Capacity building in energy efficiency is a significant challenge for higher education and it is critical to have support from the community of practice, for embedded and long-lasting change to be possible. This research project is indebted to the support of a number of academic colleagues from around Australia who are leading the way in considering what it means to prepare engineering graduates for 21st Century employment. In particular the authors would like to thank the following people for their commitment and contribution to the workshop (in alphabetical order): Mr Bradley Anderson, Dr Tim Aubrey, University of Technology Sydney; The Australian Industry Group; Dr Paul Compston, Australian National University; Dr Peter Gibbings, University of Southern Queensland; Dr Tom Goldfinch, University of Wollongong; Associate Professor Roger Hadgraft, University of Melbourne; Professor Doug Hargreaves, Queensland University of Technology/ Engineers Australia (Past President); Mr Karlson ‘Charlie’ Hargroves, University of Adelaide; Emeritus Professor Robin King, Australian Council of Engineering Deans; Dr Peter Knights, University of Queensland; and Ms Michele Rosano, Curtin University.

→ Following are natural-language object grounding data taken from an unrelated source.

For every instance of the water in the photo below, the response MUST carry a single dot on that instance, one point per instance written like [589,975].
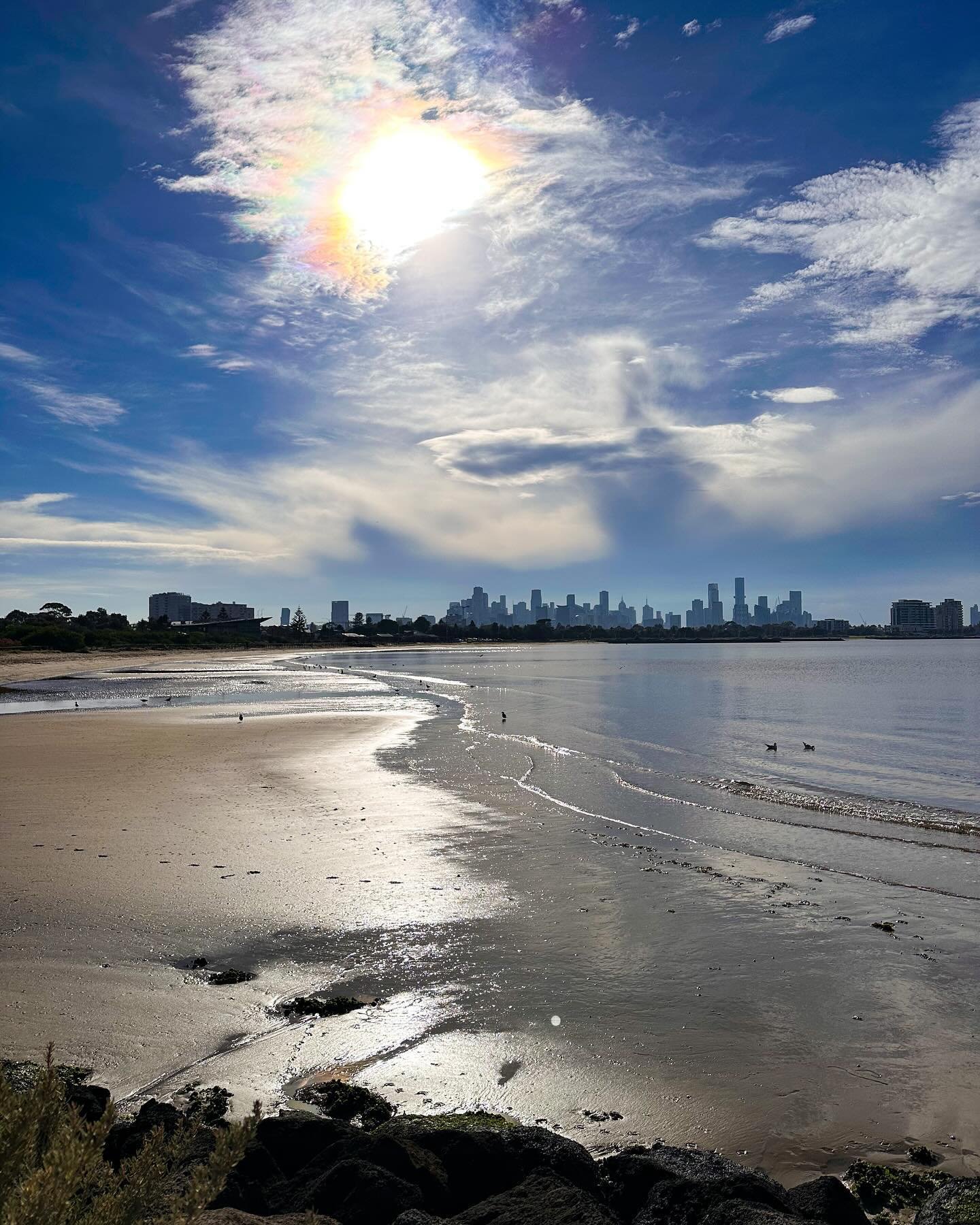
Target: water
[698,912]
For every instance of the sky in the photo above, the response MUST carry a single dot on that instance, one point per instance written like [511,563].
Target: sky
[382,299]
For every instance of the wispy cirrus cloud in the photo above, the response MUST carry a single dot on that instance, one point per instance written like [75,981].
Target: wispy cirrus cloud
[306,110]
[798,395]
[789,26]
[892,250]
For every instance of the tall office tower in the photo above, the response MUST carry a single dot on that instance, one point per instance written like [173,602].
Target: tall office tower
[740,614]
[480,606]
[949,617]
[912,615]
[713,612]
[174,606]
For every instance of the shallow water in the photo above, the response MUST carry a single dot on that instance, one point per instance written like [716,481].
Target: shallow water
[695,913]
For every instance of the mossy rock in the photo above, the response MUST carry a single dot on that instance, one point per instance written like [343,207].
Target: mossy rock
[882,1186]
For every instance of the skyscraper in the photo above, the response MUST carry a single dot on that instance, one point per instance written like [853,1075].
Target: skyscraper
[713,612]
[740,614]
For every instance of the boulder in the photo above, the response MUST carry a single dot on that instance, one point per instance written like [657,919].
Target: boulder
[353,1102]
[361,1194]
[678,1185]
[542,1198]
[826,1200]
[128,1137]
[484,1156]
[956,1203]
[91,1100]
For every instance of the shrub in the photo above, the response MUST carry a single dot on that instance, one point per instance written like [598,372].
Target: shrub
[53,1170]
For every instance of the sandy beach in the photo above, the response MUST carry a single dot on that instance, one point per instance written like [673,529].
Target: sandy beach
[135,842]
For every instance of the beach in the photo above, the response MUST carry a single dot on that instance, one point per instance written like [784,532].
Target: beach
[629,949]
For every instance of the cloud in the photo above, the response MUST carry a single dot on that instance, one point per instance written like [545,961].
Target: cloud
[75,408]
[18,357]
[798,395]
[293,97]
[892,250]
[789,26]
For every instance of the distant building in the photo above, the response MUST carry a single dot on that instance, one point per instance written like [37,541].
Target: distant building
[949,617]
[713,612]
[220,610]
[915,615]
[174,606]
[832,625]
[740,614]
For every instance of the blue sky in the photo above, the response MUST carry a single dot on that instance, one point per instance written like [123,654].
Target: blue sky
[379,300]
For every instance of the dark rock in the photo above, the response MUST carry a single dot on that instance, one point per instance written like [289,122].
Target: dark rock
[359,1194]
[229,978]
[957,1203]
[883,1186]
[826,1200]
[318,1006]
[128,1137]
[90,1100]
[542,1198]
[485,1154]
[353,1102]
[681,1185]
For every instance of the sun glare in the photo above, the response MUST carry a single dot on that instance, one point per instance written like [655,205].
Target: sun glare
[408,184]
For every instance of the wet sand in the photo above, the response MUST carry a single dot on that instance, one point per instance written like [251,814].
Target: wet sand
[135,842]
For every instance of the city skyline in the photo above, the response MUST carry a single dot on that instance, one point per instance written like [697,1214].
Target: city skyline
[589,342]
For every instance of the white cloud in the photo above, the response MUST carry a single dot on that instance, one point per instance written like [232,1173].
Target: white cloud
[798,395]
[75,408]
[892,249]
[18,357]
[789,26]
[288,93]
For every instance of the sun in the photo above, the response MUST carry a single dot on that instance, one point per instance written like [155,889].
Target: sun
[408,184]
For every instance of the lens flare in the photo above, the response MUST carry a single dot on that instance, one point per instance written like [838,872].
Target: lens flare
[408,184]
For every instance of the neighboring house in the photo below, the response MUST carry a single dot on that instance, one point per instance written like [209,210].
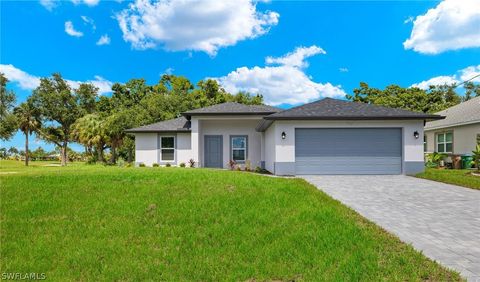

With thanks to the EEAG committee members who also contributed to the development of the workshop provocation material through an initial brainstorm during the EEAG May 2011 meeting, and to Mr Luiz Ribeiro and Stuart Richardson at the Department of Resources, Energy and Tourism for their vision, mentoring and support throughout this project.
Project team members involved in the preparation of this report include Ms Ocean Wilson (Research Assistant), Associate Professor Roger Hadgraft (Peer Review), Mr Karlson ‘Charlie’ Hargroves (Peer Review) and Mr Bradley Anderson (Industry Perspective).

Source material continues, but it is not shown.